Tourisme: des mesures incitatives pour soutenir Marrakech et Agadir

Lahcen Haddad, ministre du Tourisme.
Lahcen Haddad, ministre du Tourisme.

Les premières destinations touristiques du pays lourdement affectées par la conjoncture avaient adressé une série de propositions et de recommandations au ministère de tutelle. Un certain nombre de mesures ont été prises par celui-ci pour relancer le marché.

Le 18/11/2015 à 14h44

Face à la conjoncture difficile que traverse le secteur touristique national et qui affecte les principales destinations touristiques du pays, et plus singulièrement Agadir, les Conseils régionaux du tourisme de Marrakech et Agadir avaient élaboré une série de recommandations et de propositions à même d’aider à la relance des marchés russe et britannique. 

Dans une lettre de réponse du ministre adressée au président de la Confédération nationale du tourisme dont Le360 détient copie, le ministre fait part des dispositions prises par son département, en partenariat avec certains établissements publics, pour soutenir ces deux destinations.

Parmi les réponses aux sollicitations des professionnels, il avance que l’ONDA a mis en place depuis juillet 2015 des mesures incitatives allant jusqu’à -70% sur les redevances passagers, atterrissage et approche. Cette incitation est valable pour toute la saison à condition toutefois que «la ligne ne soit pas desservie en vol régulier» et qu’elle «assure un minimum de 19 mouvements en hiver ou 28 en été».

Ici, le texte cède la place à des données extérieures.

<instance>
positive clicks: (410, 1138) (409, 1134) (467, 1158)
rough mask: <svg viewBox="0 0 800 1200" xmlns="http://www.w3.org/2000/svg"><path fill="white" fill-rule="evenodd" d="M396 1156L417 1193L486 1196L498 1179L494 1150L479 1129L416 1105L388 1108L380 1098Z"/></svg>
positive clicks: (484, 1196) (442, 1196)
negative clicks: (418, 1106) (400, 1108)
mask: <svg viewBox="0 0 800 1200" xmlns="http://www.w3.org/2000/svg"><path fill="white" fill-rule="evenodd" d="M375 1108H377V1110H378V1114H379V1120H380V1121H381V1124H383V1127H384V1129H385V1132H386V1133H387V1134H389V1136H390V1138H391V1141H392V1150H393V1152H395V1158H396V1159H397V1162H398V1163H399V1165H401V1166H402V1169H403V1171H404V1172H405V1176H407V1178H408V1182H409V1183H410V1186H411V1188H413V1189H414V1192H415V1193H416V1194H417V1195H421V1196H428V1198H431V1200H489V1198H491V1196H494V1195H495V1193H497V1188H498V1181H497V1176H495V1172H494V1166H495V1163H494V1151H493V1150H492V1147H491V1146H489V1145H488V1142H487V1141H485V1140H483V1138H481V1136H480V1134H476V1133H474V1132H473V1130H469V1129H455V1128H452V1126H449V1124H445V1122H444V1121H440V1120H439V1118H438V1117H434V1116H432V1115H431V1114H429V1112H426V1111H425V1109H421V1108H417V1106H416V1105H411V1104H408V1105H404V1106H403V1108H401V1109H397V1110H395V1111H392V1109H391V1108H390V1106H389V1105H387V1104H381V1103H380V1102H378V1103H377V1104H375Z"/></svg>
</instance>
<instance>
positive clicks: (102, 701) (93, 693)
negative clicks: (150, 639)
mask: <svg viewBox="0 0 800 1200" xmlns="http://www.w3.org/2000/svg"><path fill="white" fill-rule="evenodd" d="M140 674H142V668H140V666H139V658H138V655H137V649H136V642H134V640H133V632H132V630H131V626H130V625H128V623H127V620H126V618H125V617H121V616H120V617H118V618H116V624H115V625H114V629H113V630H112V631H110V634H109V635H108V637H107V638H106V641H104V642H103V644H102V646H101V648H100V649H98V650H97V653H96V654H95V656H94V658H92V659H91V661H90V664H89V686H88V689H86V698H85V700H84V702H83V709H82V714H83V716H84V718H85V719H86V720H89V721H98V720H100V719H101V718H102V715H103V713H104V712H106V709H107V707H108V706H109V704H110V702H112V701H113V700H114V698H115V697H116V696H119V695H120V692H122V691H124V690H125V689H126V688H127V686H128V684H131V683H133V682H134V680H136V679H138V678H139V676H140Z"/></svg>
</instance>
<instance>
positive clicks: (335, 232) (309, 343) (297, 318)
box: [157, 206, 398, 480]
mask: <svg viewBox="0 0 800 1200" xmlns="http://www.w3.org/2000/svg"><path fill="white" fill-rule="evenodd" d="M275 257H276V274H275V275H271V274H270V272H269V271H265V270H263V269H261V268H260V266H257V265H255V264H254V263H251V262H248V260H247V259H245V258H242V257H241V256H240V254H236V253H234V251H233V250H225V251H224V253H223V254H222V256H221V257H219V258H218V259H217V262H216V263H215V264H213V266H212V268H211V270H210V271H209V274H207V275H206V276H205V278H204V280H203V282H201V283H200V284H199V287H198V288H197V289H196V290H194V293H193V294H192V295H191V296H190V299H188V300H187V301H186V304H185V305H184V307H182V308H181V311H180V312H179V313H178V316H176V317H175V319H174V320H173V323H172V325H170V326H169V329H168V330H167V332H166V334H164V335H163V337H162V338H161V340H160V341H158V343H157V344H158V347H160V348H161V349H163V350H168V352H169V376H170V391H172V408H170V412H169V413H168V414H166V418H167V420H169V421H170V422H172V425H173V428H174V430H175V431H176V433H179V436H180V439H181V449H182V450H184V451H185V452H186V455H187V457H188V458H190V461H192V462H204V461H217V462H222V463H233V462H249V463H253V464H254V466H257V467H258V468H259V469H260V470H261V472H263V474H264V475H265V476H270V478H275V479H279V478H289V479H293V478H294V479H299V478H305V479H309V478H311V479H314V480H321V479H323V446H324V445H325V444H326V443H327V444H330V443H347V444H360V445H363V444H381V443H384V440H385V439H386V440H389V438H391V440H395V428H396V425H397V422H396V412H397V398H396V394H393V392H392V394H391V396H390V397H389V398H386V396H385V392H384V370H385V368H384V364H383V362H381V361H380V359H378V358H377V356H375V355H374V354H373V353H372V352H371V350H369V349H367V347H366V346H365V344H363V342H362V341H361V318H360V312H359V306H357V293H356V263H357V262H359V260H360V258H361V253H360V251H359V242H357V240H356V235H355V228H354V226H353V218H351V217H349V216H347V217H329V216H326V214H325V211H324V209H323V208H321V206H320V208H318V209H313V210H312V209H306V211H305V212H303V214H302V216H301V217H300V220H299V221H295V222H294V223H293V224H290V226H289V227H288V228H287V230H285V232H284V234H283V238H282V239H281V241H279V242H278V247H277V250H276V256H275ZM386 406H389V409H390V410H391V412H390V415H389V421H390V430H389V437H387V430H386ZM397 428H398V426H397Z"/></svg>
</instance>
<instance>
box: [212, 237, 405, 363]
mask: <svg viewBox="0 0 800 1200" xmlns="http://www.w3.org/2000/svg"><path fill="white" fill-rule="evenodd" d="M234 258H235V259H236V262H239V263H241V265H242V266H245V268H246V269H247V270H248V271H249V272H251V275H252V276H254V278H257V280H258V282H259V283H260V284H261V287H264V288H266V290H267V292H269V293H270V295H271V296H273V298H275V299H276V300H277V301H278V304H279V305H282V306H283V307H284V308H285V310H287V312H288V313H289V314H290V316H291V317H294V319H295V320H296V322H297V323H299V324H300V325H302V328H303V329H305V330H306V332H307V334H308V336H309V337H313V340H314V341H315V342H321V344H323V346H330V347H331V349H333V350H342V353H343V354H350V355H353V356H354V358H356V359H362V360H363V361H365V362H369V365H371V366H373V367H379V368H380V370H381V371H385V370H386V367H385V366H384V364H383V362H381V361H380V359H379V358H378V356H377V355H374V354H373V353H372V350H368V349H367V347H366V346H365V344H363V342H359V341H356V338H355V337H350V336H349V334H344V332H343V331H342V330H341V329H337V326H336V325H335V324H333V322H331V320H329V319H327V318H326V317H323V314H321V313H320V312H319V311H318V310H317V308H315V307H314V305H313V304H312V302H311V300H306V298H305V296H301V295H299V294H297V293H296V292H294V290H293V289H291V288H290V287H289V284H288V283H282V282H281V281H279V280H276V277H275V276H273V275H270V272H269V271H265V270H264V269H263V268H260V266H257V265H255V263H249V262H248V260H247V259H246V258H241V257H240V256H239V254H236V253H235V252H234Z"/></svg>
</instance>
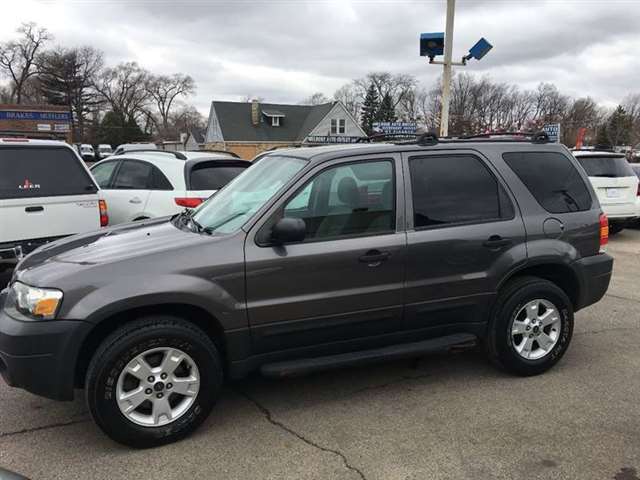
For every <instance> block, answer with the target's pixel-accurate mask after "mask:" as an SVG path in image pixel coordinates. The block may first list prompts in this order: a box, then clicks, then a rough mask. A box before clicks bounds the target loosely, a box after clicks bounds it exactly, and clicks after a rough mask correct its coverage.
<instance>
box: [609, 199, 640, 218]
mask: <svg viewBox="0 0 640 480" xmlns="http://www.w3.org/2000/svg"><path fill="white" fill-rule="evenodd" d="M600 206H601V208H602V211H603V212H604V213H605V214H606V215H607V217H608V218H609V219H617V220H630V219H632V218H634V217H637V216H638V206H637V205H636V203H621V204H601V205H600Z"/></svg>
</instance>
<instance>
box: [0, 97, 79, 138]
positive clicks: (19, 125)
mask: <svg viewBox="0 0 640 480" xmlns="http://www.w3.org/2000/svg"><path fill="white" fill-rule="evenodd" d="M72 123H73V117H72V116H71V112H70V111H69V109H68V108H66V107H63V106H59V105H13V104H0V136H3V137H29V138H44V139H51V140H64V141H66V142H68V143H71V142H72V135H71V125H72Z"/></svg>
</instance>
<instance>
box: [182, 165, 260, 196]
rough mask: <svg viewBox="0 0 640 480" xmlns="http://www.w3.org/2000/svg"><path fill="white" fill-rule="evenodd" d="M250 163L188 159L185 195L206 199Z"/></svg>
mask: <svg viewBox="0 0 640 480" xmlns="http://www.w3.org/2000/svg"><path fill="white" fill-rule="evenodd" d="M250 165H251V163H250V162H247V161H245V160H220V159H216V160H201V159H194V160H189V161H187V163H186V165H185V184H186V187H187V191H186V192H185V197H187V198H200V199H202V200H206V199H207V198H209V197H210V196H211V195H213V194H214V193H215V192H216V191H218V190H220V189H221V188H222V187H224V186H225V185H226V184H227V183H229V182H230V181H231V180H233V179H234V178H236V177H237V176H238V175H240V174H241V173H242V172H243V171H244V170H245V169H246V168H248V167H249V166H250Z"/></svg>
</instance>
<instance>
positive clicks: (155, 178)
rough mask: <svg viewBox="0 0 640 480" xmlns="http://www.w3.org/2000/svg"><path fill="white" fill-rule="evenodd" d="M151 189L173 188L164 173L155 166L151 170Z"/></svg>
mask: <svg viewBox="0 0 640 480" xmlns="http://www.w3.org/2000/svg"><path fill="white" fill-rule="evenodd" d="M149 190H173V185H171V182H169V180H168V179H167V177H165V175H164V173H162V172H161V171H160V169H159V168H157V167H155V166H154V167H153V171H152V172H151V185H150V186H149Z"/></svg>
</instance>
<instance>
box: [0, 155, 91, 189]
mask: <svg viewBox="0 0 640 480" xmlns="http://www.w3.org/2000/svg"><path fill="white" fill-rule="evenodd" d="M80 162H81V160H80V159H79V158H78V157H77V156H76V155H75V154H74V153H73V152H72V151H71V150H70V149H68V148H64V147H2V148H0V198H33V197H48V196H56V195H83V194H87V193H95V192H96V191H97V189H96V186H95V184H94V182H93V180H92V179H91V177H90V175H89V173H88V172H87V171H86V170H85V169H84V167H83V166H82V164H81V163H80Z"/></svg>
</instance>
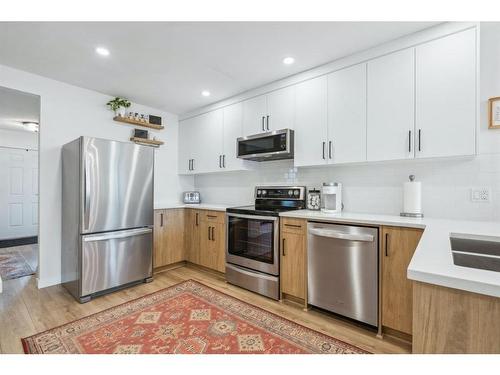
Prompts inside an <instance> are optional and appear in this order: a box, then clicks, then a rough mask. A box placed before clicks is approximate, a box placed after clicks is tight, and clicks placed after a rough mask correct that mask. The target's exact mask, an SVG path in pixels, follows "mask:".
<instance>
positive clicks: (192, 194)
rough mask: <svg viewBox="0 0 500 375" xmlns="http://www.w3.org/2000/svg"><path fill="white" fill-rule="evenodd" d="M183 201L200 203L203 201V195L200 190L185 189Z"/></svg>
mask: <svg viewBox="0 0 500 375" xmlns="http://www.w3.org/2000/svg"><path fill="white" fill-rule="evenodd" d="M183 194H184V198H183V201H184V203H186V204H199V203H201V196H200V192H199V191H185V192H184V193H183Z"/></svg>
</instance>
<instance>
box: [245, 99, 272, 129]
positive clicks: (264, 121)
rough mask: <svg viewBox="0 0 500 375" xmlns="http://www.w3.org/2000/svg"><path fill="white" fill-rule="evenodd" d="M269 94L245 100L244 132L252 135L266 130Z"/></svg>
mask: <svg viewBox="0 0 500 375" xmlns="http://www.w3.org/2000/svg"><path fill="white" fill-rule="evenodd" d="M266 116H267V95H260V96H256V97H255V98H252V99H248V100H245V101H244V102H243V134H244V135H252V134H257V133H263V132H265V131H267V130H266Z"/></svg>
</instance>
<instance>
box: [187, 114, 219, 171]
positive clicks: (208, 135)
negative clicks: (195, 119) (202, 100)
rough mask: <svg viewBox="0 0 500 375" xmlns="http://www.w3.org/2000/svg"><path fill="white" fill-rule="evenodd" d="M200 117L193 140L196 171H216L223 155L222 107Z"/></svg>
mask: <svg viewBox="0 0 500 375" xmlns="http://www.w3.org/2000/svg"><path fill="white" fill-rule="evenodd" d="M197 117H198V121H197V122H196V125H195V127H194V128H193V130H194V134H193V135H192V140H191V141H192V142H193V145H194V150H193V159H194V165H193V169H194V173H209V172H216V171H218V170H219V169H220V168H219V160H220V158H219V157H220V156H221V155H222V149H223V146H222V140H223V133H222V126H223V123H222V109H217V110H215V111H212V112H208V113H204V114H202V115H200V116H197Z"/></svg>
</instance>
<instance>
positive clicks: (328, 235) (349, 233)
mask: <svg viewBox="0 0 500 375" xmlns="http://www.w3.org/2000/svg"><path fill="white" fill-rule="evenodd" d="M309 233H311V234H313V235H315V236H320V237H329V238H338V239H339V240H348V241H363V242H373V240H374V237H373V236H372V235H371V234H355V233H345V232H339V231H336V230H331V229H324V228H309Z"/></svg>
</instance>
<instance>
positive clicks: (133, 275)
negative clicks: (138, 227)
mask: <svg viewBox="0 0 500 375" xmlns="http://www.w3.org/2000/svg"><path fill="white" fill-rule="evenodd" d="M81 241H82V263H81V267H82V273H81V289H80V297H84V296H88V295H91V294H94V293H98V292H101V291H104V290H106V289H110V288H115V287H118V286H121V285H124V284H127V283H130V282H134V281H139V280H143V279H146V278H148V277H151V276H152V272H153V266H152V250H153V230H152V229H151V228H139V229H129V230H121V231H115V232H107V233H97V234H89V235H83V236H81Z"/></svg>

En ce qui concerne le volet promotionnel de ces deux destinations relevant de l’ONMT, le ministère souligne «la disponibilité de cet organisme à accompagner les opérateurs dans toute initiative innovante, à même de contribuer efficacement, et de manière avérée, à la promotion de ces destinations, et à l’augmentation des flux touristiques». Toutefois, pour la Russie, la baisse s’explique surtout par la conjoncture économique difficile que traverse le pays.

Concernant le volet d’assouplissement des formalités d’accès aux frontières à travers la présentation de la CIN, le ministère a obtenu une dérogation depuis juillet 2015.

Enfin, pour ce qui est de l’aspect sécuritaire, le royaume figure toujours dans la zone «vigilance normale», grâce «aux efforts déployés aussi bien par la diplomatie marocaine que par le ministère du tourisme, notamment auprès des médias et des leaders d’opinion, avec la contribution des opérateurs du secteur privé».

Reste que ces mesures semblent pour le moment encore insuffisantes pour relancer une machine qui semble grippée. Il faudra davantage d’efforts d’ici la fin de l’année afin que le secteur touristique puisse au moins profiter pleinement des vacances et fêtes de fin d’année.